Is crowdfunding about to turn into ‘crowd-publishing’?

For any game developer with a brilliant idea, only one question matters.

How do I fund it?

Of course, if you are already successful, you can do this yourself. Ploughing back the profits from your last game into your next one is ideal. You keep control of your IP. And you make more money.

If you have the Calldorado SDK installed, you should be making good ad revenues. Indeed, our metrics suggest you could be making 15x more than with conventional in-app advertising.

But what if you don’t feel you have sufficient revenues yet to re-invest? Or what if this is your first app project?

Well, this is where crowd funding can prove useful.

Crowdfunding tackles many of the big problems with conventional publishing.

* It gives the power to ‘greenlight’ game to fans, rather than small secretive groups of executives

* It gives developers instant feedback on the commercial potential of their idea

* It generates buzz

Yet recent stats suggest crowdfunding has stalled.
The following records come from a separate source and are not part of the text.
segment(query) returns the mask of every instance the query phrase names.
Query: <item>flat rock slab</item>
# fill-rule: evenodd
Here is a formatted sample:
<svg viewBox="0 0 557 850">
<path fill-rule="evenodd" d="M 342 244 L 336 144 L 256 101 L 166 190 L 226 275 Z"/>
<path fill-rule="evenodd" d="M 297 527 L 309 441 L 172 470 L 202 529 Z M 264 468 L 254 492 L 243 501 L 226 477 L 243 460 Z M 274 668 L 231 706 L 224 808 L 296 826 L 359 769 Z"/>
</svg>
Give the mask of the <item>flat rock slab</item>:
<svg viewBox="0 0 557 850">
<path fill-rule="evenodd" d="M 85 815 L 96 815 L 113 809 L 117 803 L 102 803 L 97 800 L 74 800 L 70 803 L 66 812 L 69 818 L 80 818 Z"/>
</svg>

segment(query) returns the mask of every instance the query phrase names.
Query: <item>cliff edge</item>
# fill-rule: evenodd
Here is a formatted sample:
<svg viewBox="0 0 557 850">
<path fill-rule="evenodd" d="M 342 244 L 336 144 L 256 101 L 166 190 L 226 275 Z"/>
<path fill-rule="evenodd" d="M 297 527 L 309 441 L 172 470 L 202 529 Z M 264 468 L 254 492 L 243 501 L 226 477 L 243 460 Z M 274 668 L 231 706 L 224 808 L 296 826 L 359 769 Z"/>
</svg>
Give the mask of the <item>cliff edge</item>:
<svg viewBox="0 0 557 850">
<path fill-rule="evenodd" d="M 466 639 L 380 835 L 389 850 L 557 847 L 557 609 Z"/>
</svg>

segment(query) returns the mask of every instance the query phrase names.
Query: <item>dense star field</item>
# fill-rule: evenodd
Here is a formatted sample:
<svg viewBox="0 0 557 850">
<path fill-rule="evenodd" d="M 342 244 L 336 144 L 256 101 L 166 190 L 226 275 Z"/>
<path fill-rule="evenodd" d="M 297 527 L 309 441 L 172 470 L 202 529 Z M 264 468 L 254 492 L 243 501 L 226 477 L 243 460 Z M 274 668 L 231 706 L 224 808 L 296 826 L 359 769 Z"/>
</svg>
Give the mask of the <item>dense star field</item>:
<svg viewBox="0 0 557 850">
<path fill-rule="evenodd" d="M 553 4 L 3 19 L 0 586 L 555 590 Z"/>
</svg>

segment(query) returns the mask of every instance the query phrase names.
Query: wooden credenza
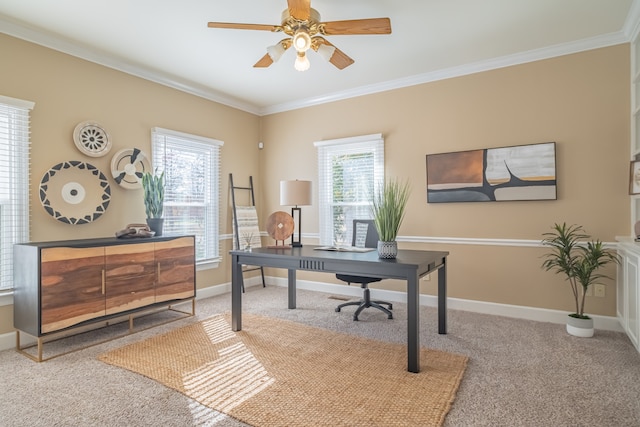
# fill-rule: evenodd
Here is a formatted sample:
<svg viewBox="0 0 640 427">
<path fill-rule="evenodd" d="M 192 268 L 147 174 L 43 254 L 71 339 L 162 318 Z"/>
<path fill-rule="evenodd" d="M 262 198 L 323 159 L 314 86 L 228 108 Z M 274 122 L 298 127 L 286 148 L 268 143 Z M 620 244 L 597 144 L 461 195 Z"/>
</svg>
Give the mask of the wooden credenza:
<svg viewBox="0 0 640 427">
<path fill-rule="evenodd" d="M 14 260 L 17 347 L 20 331 L 36 337 L 38 361 L 50 334 L 196 294 L 193 236 L 25 243 L 14 246 Z"/>
</svg>

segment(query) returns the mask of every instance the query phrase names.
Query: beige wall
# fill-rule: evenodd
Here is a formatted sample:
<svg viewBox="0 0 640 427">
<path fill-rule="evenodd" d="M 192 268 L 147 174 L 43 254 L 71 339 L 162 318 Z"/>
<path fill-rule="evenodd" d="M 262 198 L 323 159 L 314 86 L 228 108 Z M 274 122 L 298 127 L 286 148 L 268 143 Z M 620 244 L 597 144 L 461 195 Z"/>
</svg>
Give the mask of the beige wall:
<svg viewBox="0 0 640 427">
<path fill-rule="evenodd" d="M 31 240 L 113 236 L 128 223 L 144 222 L 142 190 L 126 190 L 111 176 L 111 158 L 137 147 L 151 154 L 151 128 L 158 126 L 224 141 L 222 147 L 221 234 L 230 233 L 228 174 L 244 183 L 260 171 L 260 118 L 168 87 L 0 34 L 0 94 L 35 102 L 31 116 Z M 93 120 L 109 132 L 111 151 L 88 157 L 73 143 L 73 130 Z M 49 216 L 37 197 L 44 173 L 65 160 L 98 167 L 109 179 L 112 201 L 95 222 L 71 226 Z M 259 196 L 259 194 L 258 194 Z M 221 267 L 200 271 L 198 288 L 228 281 L 226 253 Z M 0 334 L 12 330 L 12 306 L 0 307 Z"/>
<path fill-rule="evenodd" d="M 382 133 L 387 176 L 412 182 L 401 236 L 516 240 L 515 246 L 401 242 L 451 252 L 450 296 L 571 310 L 568 285 L 540 270 L 543 250 L 517 241 L 540 240 L 562 221 L 583 224 L 604 241 L 629 234 L 628 50 L 598 49 L 264 117 L 265 208 L 282 209 L 281 179 L 317 183 L 314 141 Z M 557 143 L 558 200 L 426 203 L 426 154 L 547 141 Z M 317 188 L 314 196 L 317 206 Z M 303 233 L 317 233 L 317 209 L 305 207 L 303 215 Z M 434 290 L 434 281 L 423 282 L 424 293 Z M 590 298 L 587 311 L 615 315 L 613 286 L 606 294 Z"/>
<path fill-rule="evenodd" d="M 274 114 L 263 118 L 162 85 L 0 35 L 0 94 L 34 101 L 32 114 L 32 240 L 111 236 L 144 220 L 140 190 L 111 179 L 111 155 L 121 148 L 150 152 L 154 126 L 225 142 L 222 148 L 221 233 L 231 232 L 228 174 L 239 183 L 253 175 L 263 219 L 279 206 L 279 181 L 317 184 L 313 142 L 382 133 L 386 173 L 412 181 L 401 236 L 514 239 L 515 246 L 405 243 L 401 247 L 448 250 L 449 295 L 550 309 L 571 310 L 562 279 L 540 271 L 542 249 L 519 245 L 538 240 L 554 221 L 585 225 L 612 241 L 629 234 L 628 45 L 509 67 L 391 92 Z M 113 139 L 103 158 L 83 156 L 74 127 L 101 123 Z M 257 142 L 265 148 L 258 150 Z M 427 204 L 425 155 L 446 151 L 557 142 L 557 201 Z M 92 224 L 69 226 L 49 217 L 34 189 L 54 164 L 78 159 L 110 178 L 108 211 Z M 317 185 L 314 189 L 317 206 Z M 304 233 L 318 232 L 317 209 L 303 208 Z M 491 240 L 489 240 L 490 242 Z M 314 243 L 313 239 L 310 243 Z M 199 272 L 198 287 L 230 280 L 221 244 L 220 268 Z M 272 274 L 282 272 L 273 271 Z M 331 281 L 332 276 L 301 273 Z M 434 293 L 435 280 L 422 292 Z M 394 281 L 381 287 L 402 289 Z M 591 298 L 587 311 L 615 314 L 613 287 Z M 0 334 L 12 330 L 12 306 L 0 307 Z"/>
</svg>

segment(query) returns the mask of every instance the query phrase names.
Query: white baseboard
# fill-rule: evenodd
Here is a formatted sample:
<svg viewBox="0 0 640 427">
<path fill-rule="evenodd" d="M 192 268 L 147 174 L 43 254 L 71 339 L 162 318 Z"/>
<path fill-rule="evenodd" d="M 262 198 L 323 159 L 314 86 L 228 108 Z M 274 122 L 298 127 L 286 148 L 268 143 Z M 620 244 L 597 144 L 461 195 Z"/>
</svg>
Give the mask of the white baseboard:
<svg viewBox="0 0 640 427">
<path fill-rule="evenodd" d="M 287 286 L 286 277 L 267 277 L 267 283 L 276 286 Z M 344 286 L 332 283 L 313 282 L 309 280 L 297 280 L 298 289 L 326 292 L 330 294 L 360 297 L 362 289 L 358 286 Z M 391 302 L 407 302 L 407 294 L 400 291 L 373 289 L 372 294 L 376 298 Z M 420 295 L 420 305 L 437 307 L 438 298 L 433 295 Z M 567 312 L 550 310 L 546 308 L 526 307 L 520 305 L 499 304 L 494 302 L 473 301 L 459 298 L 447 298 L 447 308 L 452 310 L 470 311 L 474 313 L 493 314 L 495 316 L 513 317 L 538 322 L 565 324 Z M 606 331 L 624 332 L 617 317 L 590 315 L 593 318 L 595 329 Z"/>
<path fill-rule="evenodd" d="M 16 333 L 7 332 L 0 335 L 0 351 L 16 348 Z"/>
<path fill-rule="evenodd" d="M 275 285 L 286 287 L 287 278 L 285 277 L 265 277 L 267 286 Z M 335 295 L 344 295 L 350 297 L 362 296 L 362 289 L 359 286 L 344 286 L 332 283 L 314 282 L 310 280 L 297 280 L 298 289 L 309 291 L 324 292 Z M 261 286 L 262 280 L 260 276 L 251 277 L 245 280 L 245 287 Z M 223 283 L 220 285 L 209 286 L 198 289 L 196 292 L 196 300 L 210 298 L 231 292 L 231 283 Z M 389 291 L 384 289 L 373 289 L 372 293 L 376 298 L 384 299 L 392 302 L 407 302 L 407 295 L 404 292 Z M 438 298 L 433 295 L 420 295 L 420 305 L 427 307 L 437 307 Z M 549 310 L 545 308 L 525 307 L 509 304 L 498 304 L 493 302 L 464 300 L 459 298 L 447 298 L 447 308 L 452 310 L 470 311 L 474 313 L 492 314 L 495 316 L 514 317 L 526 320 L 535 320 L 538 322 L 549 323 L 566 323 L 567 312 L 559 310 Z M 196 307 L 197 309 L 197 307 Z M 612 316 L 592 315 L 594 326 L 596 329 L 624 332 L 618 318 Z M 16 334 L 9 332 L 0 335 L 0 351 L 15 348 Z"/>
</svg>

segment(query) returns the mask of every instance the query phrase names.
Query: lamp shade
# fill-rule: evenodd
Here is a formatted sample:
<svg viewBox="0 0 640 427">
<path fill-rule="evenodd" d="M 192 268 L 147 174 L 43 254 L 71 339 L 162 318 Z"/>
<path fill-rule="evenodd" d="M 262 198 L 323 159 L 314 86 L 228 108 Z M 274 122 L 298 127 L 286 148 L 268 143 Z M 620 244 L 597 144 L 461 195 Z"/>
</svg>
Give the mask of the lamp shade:
<svg viewBox="0 0 640 427">
<path fill-rule="evenodd" d="M 320 46 L 318 46 L 318 54 L 327 62 L 331 61 L 331 57 L 333 56 L 335 51 L 335 46 L 327 46 L 326 44 L 321 44 Z"/>
<path fill-rule="evenodd" d="M 276 43 L 273 46 L 269 46 L 267 48 L 267 53 L 269 54 L 273 62 L 278 62 L 278 59 L 280 59 L 284 52 L 285 48 L 284 46 L 282 46 L 282 43 Z"/>
<path fill-rule="evenodd" d="M 308 206 L 311 204 L 311 181 L 280 181 L 280 205 Z"/>
<path fill-rule="evenodd" d="M 298 71 L 307 71 L 311 67 L 311 63 L 309 62 L 309 58 L 305 55 L 304 52 L 298 53 L 296 56 L 296 62 L 293 63 L 293 68 Z"/>
</svg>

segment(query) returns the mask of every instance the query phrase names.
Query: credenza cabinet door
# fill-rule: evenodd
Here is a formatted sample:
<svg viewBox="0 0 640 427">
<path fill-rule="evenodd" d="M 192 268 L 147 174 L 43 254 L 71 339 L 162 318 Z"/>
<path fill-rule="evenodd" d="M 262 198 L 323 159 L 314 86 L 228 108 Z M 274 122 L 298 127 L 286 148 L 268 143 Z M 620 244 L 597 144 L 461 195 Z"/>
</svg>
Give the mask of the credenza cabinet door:
<svg viewBox="0 0 640 427">
<path fill-rule="evenodd" d="M 155 243 L 156 302 L 195 296 L 195 242 L 181 237 Z"/>
<path fill-rule="evenodd" d="M 155 302 L 154 244 L 107 246 L 105 250 L 106 314 Z"/>
<path fill-rule="evenodd" d="M 105 315 L 103 247 L 45 248 L 40 257 L 41 333 Z"/>
<path fill-rule="evenodd" d="M 13 326 L 42 337 L 193 300 L 194 246 L 194 236 L 16 244 Z"/>
</svg>

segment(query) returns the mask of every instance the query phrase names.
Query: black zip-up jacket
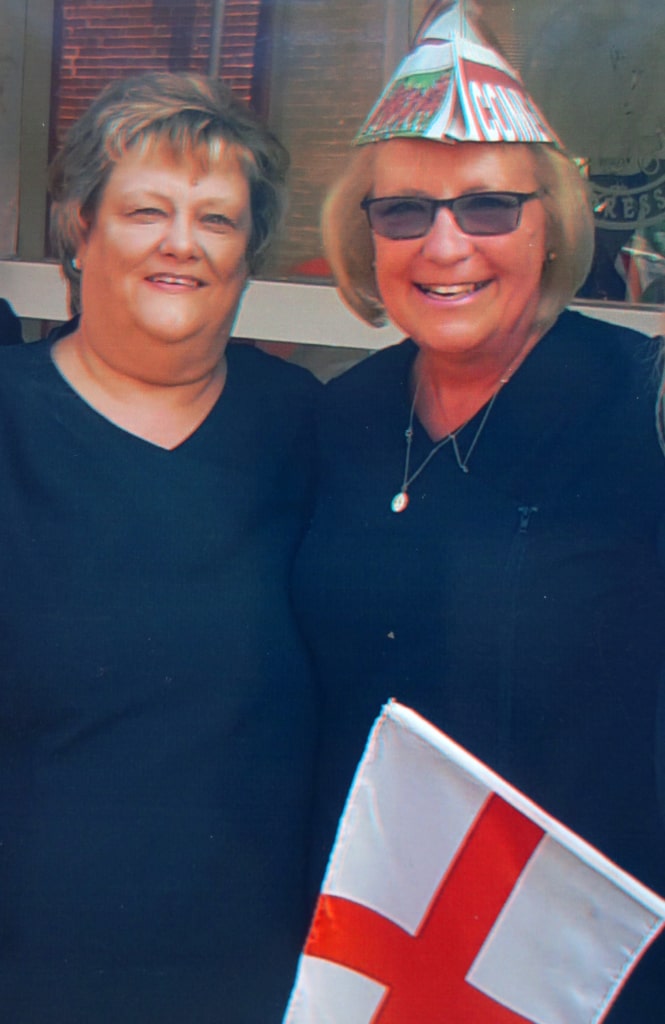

Fans may have been deterred by negative headlines about delayed projects or developers that actually want publicity (not funds) or have undisclosed private backers.

Whatever, last year’s pledges on Kickstarter for video game projects ($16.2m) was down 61 per cent from 2015.

So, is this the end? According to Justin Bailey, it’s the beginning.

He believes crowdfunding is giving way to ‘crowd-publishing’. Which is why he launched a new kind of platform called Fig.

Bailey says that most existing crowdfunding is rewards-based. Fans pledge a small amount to get a copy of the game early – and maybe a free gift. He thinks this is unsustainable as most ‘ordinary’ players only have so much of their own money.

Instead, he wants to encourage investment. Here, fans can share in the profits of a game they support. This will keep them coming back, and also attract genuine investors as well as fans.

There is a drawback here though. Investment platforms already exist, and most involve developers giving away equity.

Fig has a different offer. It sells ‘game shares’, which give investors revenues from a chosen game.

It still offers a rewards structure for those who want it. But it found that in 2016, ‘rewards’ pledges averaged $133.71 per project, while investors put in $2,800 via game shares.

Bailey believes this shows how crowd-publishing can maintain all the positives of crowd funding, but make it sustainable too.

He says: “Fans who buy shares under these new regulations don’t just show up for a one-time gesture of goodwill. They invest in a project’s ongoing success. This makes the dynamics of crowdfunding less like a novelty and more like a self-sustaining mechanism to fund independent games.”

Ultimately, this should mean more games are funded – especially those edgy titles that risk-averse executives would have rejected. And Fig is a global platform, which runs campaigns for developers from all over the world. It also welcomes international investors.

Of course, one could argue that Fig execs are the new gatekeepers. After all, they decide which titles are available on the platform. However, since they are not funding them personally, they contend they are far less risk-averse.

The numbers are quite persuasive. Fig hosted four of the top 10 biggest crowdfunded video games of 2016.